## Summary of notebook

This notebook:
1. With access to the a directory containing the hcp files, creates a pickle for each subject in the output_pklz directory
2. Creates a dictionary calls dfs. 
    + dfs contains a dataframe summarizing the files at two levels of depth in the hcp filetree.
    + dfs is written to a small pickled file called 100_subjects.pklz 
3. Shows a quick summary of the data.
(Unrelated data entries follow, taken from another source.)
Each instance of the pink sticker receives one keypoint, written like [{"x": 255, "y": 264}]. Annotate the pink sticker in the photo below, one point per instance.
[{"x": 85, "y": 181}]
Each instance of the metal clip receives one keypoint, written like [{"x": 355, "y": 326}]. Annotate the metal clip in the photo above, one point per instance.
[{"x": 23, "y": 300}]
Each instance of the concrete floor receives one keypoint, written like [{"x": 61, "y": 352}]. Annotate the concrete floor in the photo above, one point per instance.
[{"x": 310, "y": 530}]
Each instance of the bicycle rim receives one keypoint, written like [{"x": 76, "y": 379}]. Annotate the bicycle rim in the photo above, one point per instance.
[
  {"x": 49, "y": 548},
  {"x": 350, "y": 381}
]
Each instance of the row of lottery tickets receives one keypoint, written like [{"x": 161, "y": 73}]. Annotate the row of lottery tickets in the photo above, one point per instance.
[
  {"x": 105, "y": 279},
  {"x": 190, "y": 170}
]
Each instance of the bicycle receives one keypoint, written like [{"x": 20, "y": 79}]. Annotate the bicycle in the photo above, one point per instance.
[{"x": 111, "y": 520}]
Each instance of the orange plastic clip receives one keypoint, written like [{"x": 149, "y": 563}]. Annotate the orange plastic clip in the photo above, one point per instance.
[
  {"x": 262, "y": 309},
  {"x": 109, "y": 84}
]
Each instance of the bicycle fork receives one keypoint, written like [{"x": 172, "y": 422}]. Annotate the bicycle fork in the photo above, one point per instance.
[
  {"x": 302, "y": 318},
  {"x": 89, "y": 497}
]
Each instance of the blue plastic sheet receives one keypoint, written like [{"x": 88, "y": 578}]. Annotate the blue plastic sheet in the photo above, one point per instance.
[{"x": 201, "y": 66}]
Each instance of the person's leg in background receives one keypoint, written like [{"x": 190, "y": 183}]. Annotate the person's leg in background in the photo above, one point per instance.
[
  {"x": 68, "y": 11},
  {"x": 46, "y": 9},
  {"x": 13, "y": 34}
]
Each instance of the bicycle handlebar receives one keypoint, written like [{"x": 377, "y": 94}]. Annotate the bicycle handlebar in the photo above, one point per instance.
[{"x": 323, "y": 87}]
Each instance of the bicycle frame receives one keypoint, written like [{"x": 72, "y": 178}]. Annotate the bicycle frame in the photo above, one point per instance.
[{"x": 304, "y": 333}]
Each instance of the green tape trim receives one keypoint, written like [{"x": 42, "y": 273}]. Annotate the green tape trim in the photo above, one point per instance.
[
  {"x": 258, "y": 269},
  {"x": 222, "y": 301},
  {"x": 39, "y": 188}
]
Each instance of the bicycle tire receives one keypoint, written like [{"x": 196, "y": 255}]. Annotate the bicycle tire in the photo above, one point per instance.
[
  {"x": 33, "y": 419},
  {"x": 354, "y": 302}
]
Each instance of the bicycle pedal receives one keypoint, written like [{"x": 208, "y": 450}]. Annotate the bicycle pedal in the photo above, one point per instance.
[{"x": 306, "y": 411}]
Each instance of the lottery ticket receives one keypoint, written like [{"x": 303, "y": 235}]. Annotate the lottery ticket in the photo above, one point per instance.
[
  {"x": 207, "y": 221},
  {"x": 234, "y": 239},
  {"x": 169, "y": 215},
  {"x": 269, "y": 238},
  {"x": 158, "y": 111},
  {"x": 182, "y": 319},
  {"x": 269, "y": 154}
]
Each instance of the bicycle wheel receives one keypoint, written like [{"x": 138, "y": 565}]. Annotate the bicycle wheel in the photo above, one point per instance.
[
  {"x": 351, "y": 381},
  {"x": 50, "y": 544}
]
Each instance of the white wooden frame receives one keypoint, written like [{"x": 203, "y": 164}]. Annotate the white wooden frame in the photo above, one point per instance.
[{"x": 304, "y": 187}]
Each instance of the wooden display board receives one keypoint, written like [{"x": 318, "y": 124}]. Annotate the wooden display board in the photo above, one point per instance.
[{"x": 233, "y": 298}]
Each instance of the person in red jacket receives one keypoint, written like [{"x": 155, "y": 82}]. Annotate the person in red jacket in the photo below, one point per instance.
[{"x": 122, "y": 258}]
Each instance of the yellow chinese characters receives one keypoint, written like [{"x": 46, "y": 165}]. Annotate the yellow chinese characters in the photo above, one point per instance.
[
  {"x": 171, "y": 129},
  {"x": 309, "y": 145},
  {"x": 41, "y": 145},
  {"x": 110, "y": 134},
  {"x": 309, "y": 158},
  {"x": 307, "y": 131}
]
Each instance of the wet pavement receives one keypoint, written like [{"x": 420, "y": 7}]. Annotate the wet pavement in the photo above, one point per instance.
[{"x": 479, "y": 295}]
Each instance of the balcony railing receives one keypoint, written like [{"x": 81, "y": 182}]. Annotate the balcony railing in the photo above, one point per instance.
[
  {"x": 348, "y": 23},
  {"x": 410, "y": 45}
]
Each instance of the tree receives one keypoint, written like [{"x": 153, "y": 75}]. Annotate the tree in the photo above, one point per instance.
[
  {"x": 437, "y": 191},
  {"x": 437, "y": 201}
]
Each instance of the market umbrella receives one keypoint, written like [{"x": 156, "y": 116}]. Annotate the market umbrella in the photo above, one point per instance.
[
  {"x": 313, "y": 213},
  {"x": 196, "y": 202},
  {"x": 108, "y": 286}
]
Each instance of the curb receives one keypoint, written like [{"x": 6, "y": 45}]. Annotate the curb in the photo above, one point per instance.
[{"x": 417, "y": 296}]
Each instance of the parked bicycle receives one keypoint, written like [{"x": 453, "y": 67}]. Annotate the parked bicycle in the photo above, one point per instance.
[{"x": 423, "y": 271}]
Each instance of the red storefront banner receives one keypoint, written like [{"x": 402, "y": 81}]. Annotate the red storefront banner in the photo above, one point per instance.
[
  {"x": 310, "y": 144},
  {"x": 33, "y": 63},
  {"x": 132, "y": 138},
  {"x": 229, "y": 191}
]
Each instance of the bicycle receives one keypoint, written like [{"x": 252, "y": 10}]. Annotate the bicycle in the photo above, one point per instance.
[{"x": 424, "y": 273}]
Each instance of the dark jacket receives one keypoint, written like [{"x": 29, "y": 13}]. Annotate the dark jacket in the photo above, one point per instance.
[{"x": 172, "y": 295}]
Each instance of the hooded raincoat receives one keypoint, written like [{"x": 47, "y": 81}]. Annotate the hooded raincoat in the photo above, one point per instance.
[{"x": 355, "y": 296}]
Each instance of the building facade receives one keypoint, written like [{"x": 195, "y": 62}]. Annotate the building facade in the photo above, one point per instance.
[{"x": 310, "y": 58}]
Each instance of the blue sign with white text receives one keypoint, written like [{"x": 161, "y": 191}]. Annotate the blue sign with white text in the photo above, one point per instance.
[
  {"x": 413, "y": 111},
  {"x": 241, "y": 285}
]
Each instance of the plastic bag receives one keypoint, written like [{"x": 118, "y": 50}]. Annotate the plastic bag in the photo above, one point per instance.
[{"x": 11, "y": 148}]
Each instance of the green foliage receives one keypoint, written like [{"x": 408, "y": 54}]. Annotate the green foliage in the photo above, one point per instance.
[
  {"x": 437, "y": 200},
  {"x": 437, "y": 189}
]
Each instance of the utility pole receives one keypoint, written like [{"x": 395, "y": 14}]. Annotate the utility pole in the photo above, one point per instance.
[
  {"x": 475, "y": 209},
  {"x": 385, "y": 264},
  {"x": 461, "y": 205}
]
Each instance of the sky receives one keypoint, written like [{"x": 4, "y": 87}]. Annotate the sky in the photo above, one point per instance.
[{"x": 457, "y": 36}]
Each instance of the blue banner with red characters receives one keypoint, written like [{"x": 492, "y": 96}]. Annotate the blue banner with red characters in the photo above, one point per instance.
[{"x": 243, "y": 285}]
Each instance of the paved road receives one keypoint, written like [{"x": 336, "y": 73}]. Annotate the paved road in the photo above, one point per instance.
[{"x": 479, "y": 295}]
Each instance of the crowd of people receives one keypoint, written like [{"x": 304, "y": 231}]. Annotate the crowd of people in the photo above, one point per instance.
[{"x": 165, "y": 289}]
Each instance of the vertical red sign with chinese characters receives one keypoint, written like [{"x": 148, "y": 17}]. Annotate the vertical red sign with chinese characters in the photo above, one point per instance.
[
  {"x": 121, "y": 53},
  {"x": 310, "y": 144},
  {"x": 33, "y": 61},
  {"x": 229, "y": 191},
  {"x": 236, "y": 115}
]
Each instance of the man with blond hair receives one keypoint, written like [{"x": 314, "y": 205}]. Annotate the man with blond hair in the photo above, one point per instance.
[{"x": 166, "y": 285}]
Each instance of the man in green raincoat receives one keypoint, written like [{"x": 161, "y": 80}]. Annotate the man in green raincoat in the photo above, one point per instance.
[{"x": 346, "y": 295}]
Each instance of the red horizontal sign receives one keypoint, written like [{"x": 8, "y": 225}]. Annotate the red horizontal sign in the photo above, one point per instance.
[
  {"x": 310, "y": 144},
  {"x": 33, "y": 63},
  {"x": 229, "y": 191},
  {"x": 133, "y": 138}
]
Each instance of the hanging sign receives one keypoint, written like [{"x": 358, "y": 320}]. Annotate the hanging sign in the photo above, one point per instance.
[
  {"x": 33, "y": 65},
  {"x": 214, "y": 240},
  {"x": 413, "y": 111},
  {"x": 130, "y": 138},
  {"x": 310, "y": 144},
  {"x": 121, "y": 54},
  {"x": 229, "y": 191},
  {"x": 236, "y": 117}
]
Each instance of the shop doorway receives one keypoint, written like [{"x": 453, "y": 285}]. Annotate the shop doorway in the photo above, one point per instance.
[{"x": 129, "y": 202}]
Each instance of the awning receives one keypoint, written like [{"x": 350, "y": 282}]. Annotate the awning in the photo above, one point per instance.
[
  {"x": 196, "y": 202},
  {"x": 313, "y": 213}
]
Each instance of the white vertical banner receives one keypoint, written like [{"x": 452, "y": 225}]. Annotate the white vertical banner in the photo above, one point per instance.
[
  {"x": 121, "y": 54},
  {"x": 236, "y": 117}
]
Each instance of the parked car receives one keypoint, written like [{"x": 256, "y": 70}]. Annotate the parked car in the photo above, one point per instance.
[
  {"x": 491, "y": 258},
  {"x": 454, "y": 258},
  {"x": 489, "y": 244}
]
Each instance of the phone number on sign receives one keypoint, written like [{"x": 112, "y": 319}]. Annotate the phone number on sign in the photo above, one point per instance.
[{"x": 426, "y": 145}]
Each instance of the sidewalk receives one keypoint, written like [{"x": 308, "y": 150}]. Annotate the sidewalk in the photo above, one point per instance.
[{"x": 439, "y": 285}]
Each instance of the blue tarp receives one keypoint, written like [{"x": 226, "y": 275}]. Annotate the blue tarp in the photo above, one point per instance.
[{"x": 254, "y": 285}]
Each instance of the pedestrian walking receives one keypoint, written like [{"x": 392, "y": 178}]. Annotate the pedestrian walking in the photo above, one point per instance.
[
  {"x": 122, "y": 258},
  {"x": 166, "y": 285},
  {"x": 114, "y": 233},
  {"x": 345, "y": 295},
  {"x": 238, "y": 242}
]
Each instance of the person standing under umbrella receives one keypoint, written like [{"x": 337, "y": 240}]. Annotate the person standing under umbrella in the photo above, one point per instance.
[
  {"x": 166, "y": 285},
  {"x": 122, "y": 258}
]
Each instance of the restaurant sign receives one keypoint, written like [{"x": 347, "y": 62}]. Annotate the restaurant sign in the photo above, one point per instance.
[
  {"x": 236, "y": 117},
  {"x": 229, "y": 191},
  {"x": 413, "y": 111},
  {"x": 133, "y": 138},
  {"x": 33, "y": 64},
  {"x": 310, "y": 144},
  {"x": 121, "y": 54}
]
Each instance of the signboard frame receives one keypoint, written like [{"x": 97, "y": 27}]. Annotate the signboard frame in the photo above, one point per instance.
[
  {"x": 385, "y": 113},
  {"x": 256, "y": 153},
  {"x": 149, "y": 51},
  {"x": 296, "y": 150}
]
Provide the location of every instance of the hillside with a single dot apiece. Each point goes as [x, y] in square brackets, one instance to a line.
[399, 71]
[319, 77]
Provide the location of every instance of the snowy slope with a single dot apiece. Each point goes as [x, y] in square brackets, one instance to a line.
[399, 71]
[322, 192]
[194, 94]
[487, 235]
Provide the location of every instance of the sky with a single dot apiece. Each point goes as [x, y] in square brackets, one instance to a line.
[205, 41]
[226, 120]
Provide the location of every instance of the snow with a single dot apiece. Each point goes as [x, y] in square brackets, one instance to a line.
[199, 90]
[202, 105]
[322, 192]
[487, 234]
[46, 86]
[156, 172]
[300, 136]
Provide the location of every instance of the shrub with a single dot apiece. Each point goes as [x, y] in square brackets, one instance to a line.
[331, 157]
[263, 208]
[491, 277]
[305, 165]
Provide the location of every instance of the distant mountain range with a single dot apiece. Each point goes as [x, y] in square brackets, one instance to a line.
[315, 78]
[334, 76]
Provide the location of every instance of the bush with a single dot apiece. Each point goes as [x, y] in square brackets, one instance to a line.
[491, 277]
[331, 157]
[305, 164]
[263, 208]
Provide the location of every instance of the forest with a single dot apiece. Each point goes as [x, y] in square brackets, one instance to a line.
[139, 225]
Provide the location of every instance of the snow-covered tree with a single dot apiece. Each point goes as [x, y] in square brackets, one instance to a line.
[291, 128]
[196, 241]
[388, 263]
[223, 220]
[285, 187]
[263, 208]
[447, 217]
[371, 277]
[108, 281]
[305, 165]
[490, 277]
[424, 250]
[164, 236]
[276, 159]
Main conclusion is that the bulk of files, which are those contained in the results directories of 'MNINonLinear', were recently accessed.

## Setup

In [None]:
pwd

In [None]:
from pathlib import Path
import pandas as pd
import numpy as np
# import seaborn as sns
import pickle
pd.set_option('display.max_rows', 1000)
pd.set_option('display.max_columns', 500)
pd.set_option('max_colwidth',500)
# %matplotlib inline

# dir = {'900':'/data/HCP/HCP_900/s3/hcp/**/*','1200': '/data/HCP/HCP_1200/**/*'}
dirs = list(Path('/data/HCP/HCP_900/s3/hcp').iterdir())
# cols = ['perms','links','user','group','size','year','time','dir']
cols = ['size','date','dir']
pklz_dir = Path('output_pklz')
if not pklz_dir.exists():
    # alternatively if subject_pklz.tar.gz exists this could be unpickled
    pklz_dir.mkdir()


In [None]:
def get_subdir(d_path):
    return d_path.name
def get_output_path(d_path):
    return Path('output_pklz').joinpath('files_characterization_' + d_path.parent.name + '_' + get_subdir(d_path) + '.pklz')
def write_tsv_with_atimes_and_size(d_path):
        #     -lu gives access time
    #     -d1 gives just the file/dir instead of the contents
    #     the glob pattern provides all the files/dirs
    #     the awk command turns it into tab separated output
    # need to have globstar set to on in bash: shopt -s globstar
    output_file = get_output_path(d_path)
    print(d_path.as_posix() + '/**/*')
    ! shopt -s globstar;ls -lu -d1  --time-style long-iso {d_path.as_posix() + '/**/*'}| awk -v OFS="\t" '$1=$1'|cut -f5,6,8 > {output_file.with_suffix('.tsv')}


## Write pickle for every subject

The below cell was used to generate a tsv file for each subject:

The output pickles were subsequently tarred:
tar -czvf subject_pklz.tar.gz output_pklz

## Load 100 random subjects and assess the access times in their file trees.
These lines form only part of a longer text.